In its profanity and blasphemy, The Muckers profoundly challenged the sensibility of the day. The book is not written from the point of view of reformers but from the point of view of the poor, and is singular in that perspective. His aim is truth-telling, but it was his own truth, one that remained uncompromised and thus unpublishable at the time.
For Register, because Dapping defended the integrity of the narrative instead of allowing himself to be exploited by it, the manuscript survives in a way that allows 21st-century readers to gain insight into the lives of New Yorkers in ways other accounts cannot. Register writes: “We can hear Dapping and the lost voices of the Crapshooters of Yorkville now only because he—not Thomas Osborne or any outsider or child-saver—decided to preserve this insiders’ version of the truth about the so-called slums.”
Through publication of the book, Dapping has now won the long game, writing his own history just as surely as his coverage of a prison riot earned him a special Pulitzer Prize.
The 2016 publication of The Muckers by Syracuse University Press is the first phase of a remarkable exploration of the George Junior Republic and the children who lived there. The next phase is a book that follows the lives of four of the boys through their correspondence with Osborne. Focusing on the lives of the children fits with Register’s professional work as a historian following a lesson he learned as a senior at Sewanee in a class taught by Visiting Professor William Leach. “He helped me come to understand that the past is more than abstractions. It was lived by human beings.”
After graduating from Sewanee, Register worked in newspapers for a few years and also learned important lessons from his mentor, John Seigenthaler, at the Tennessean. “‘Be the first to tell the story and tell it well,’ was a lesson he imparted,” says Register, “And as a historian, that is still what drives me.

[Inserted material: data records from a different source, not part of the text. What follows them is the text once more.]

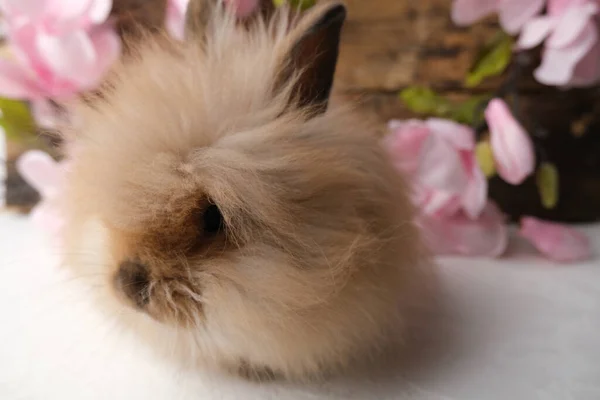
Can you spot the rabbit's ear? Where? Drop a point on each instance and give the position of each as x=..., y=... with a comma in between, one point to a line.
x=200, y=12
x=311, y=55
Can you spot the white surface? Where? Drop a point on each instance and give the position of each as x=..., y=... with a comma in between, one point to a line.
x=521, y=329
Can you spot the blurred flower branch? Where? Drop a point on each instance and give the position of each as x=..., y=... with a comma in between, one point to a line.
x=484, y=135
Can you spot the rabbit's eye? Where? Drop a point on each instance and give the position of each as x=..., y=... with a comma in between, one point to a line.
x=212, y=220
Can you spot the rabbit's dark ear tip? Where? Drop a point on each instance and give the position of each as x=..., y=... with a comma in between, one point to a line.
x=335, y=14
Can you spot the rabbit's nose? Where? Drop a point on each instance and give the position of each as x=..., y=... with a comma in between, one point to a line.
x=132, y=279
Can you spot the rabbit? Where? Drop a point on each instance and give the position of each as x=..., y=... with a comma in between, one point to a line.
x=229, y=213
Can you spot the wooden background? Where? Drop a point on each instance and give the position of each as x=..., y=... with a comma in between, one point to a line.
x=388, y=45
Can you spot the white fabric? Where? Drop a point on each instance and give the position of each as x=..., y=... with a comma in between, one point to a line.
x=519, y=329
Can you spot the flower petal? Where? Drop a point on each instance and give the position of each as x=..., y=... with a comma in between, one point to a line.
x=485, y=236
x=404, y=143
x=587, y=70
x=439, y=204
x=15, y=83
x=175, y=20
x=99, y=11
x=67, y=55
x=475, y=195
x=555, y=241
x=441, y=167
x=460, y=136
x=515, y=13
x=45, y=113
x=558, y=64
x=571, y=25
x=30, y=9
x=466, y=12
x=243, y=8
x=107, y=47
x=511, y=145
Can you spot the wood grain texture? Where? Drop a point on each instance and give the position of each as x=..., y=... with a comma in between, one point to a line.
x=388, y=45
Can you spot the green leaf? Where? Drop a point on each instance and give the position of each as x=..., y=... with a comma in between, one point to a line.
x=301, y=4
x=485, y=158
x=470, y=111
x=547, y=182
x=492, y=61
x=16, y=119
x=425, y=101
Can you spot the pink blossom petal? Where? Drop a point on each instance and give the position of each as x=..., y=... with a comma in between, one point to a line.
x=466, y=12
x=555, y=241
x=107, y=48
x=44, y=113
x=99, y=11
x=460, y=136
x=404, y=143
x=535, y=31
x=243, y=8
x=441, y=167
x=67, y=9
x=558, y=7
x=558, y=64
x=41, y=172
x=439, y=204
x=515, y=13
x=67, y=55
x=571, y=25
x=30, y=9
x=511, y=145
x=15, y=83
x=460, y=235
x=475, y=195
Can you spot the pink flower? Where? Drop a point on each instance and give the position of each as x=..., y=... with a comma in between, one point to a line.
x=512, y=147
x=60, y=47
x=486, y=235
x=555, y=241
x=47, y=177
x=439, y=157
x=571, y=54
x=450, y=190
x=243, y=8
x=513, y=13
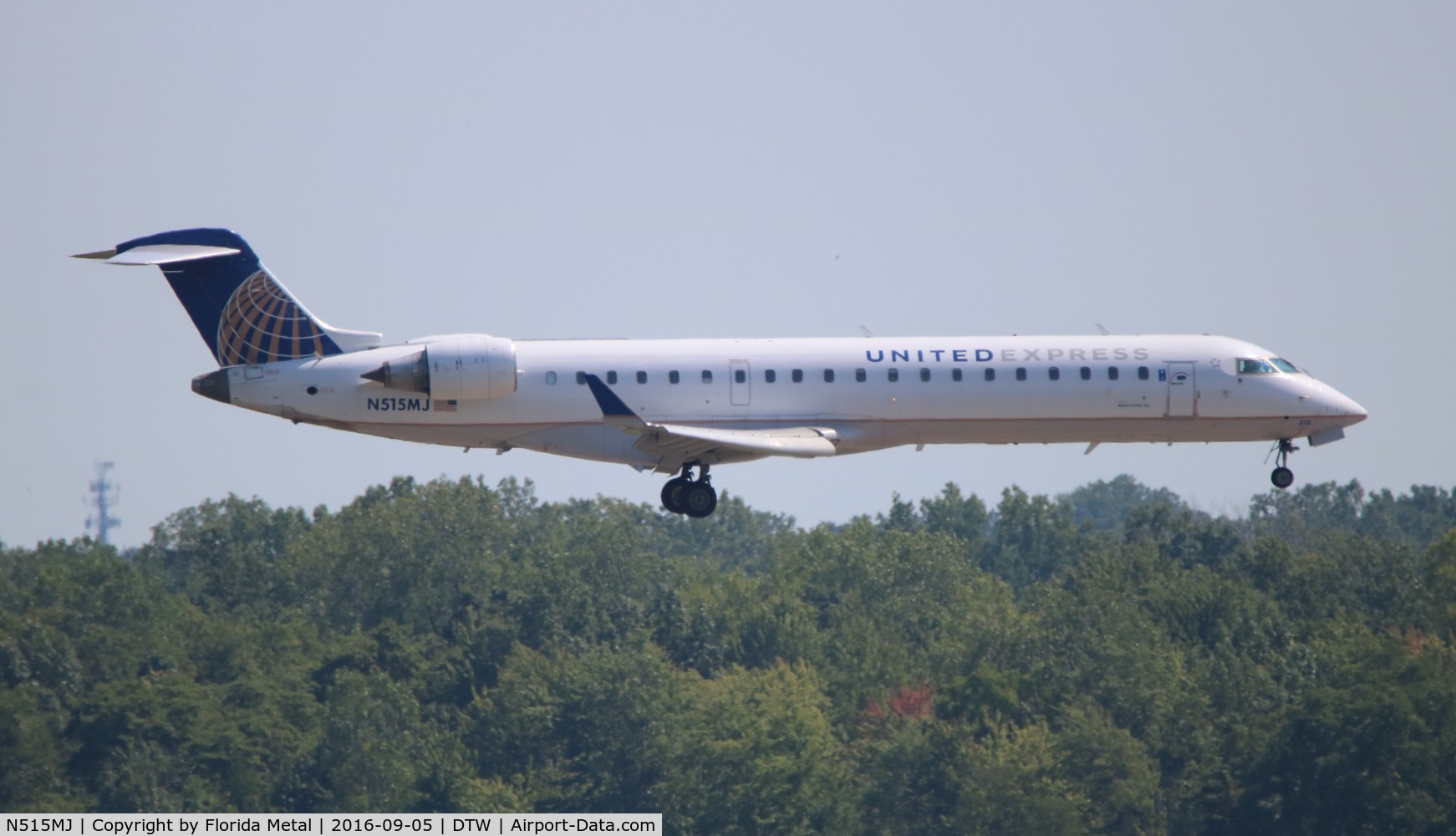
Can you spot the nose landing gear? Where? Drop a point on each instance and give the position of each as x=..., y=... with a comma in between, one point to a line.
x=1283, y=477
x=688, y=496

My allegiance is to the story. As a historian, I am trying to understand the lives of real human beings who were living during a time that interests me. I like revisiting questions that maybe we thought were long settled and not being satisfied with the old answers. I like to see what else we can learn from those areas of inquiry.”

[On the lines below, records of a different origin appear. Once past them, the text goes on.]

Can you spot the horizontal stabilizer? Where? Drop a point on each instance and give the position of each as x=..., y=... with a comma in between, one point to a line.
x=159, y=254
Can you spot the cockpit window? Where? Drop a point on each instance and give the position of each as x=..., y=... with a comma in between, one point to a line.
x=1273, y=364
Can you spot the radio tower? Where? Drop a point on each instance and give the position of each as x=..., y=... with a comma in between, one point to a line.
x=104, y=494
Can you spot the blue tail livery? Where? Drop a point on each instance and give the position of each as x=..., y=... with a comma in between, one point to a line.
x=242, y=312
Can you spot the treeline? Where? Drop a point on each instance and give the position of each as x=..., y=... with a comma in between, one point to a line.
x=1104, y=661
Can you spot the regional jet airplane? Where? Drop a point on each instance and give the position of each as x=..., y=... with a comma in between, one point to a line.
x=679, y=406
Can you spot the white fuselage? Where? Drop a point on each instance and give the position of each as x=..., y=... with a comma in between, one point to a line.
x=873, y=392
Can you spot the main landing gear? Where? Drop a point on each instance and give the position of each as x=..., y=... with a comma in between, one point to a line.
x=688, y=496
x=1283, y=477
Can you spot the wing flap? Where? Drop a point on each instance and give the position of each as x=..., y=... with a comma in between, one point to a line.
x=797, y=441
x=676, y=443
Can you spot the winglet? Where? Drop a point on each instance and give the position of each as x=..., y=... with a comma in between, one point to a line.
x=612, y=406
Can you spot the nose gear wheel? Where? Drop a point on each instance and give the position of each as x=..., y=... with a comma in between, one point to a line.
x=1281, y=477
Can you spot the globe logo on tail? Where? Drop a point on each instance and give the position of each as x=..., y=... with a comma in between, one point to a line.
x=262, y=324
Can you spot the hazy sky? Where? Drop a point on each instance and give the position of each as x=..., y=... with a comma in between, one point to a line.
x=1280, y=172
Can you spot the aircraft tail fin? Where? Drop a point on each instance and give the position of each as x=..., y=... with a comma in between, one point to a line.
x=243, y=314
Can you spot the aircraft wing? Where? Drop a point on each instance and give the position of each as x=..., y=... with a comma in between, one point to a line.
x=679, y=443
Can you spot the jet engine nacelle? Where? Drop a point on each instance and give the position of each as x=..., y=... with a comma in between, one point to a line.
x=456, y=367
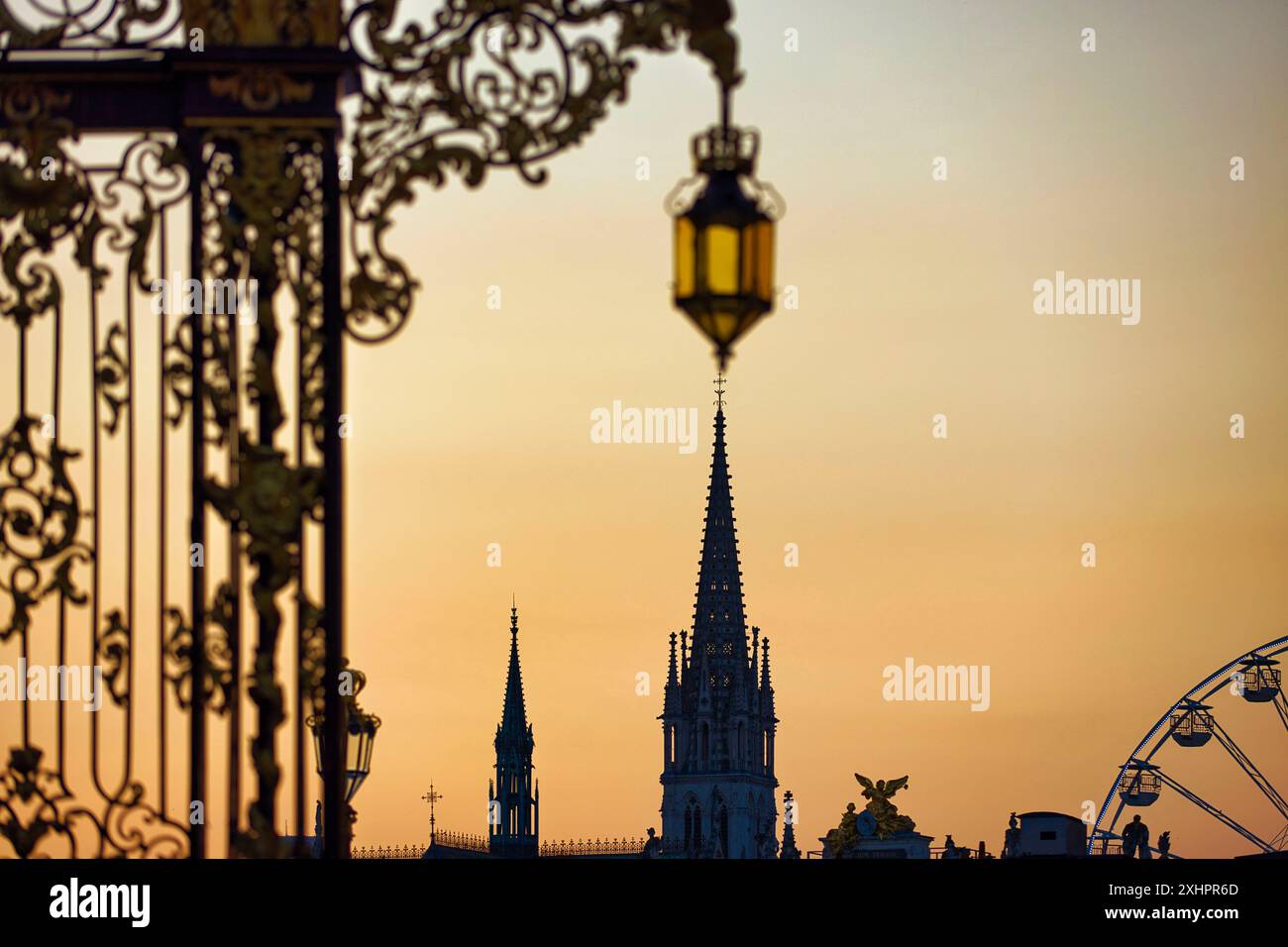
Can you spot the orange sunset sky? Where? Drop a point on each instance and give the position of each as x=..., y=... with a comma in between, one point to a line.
x=914, y=299
x=473, y=427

While the next chapter in the George Junior Republic saga is yet to be written, Register is already starting on his next project, the Sewanee Slavery Project, which seeks to revisit persistent questions at Sewanee to see what else we can learn. While the subject is different, the methodology is the same: Move past abstractions into the lives of real people. Discover the voices of the past that may not have been heard. Let those voices speak, and listen to what they say.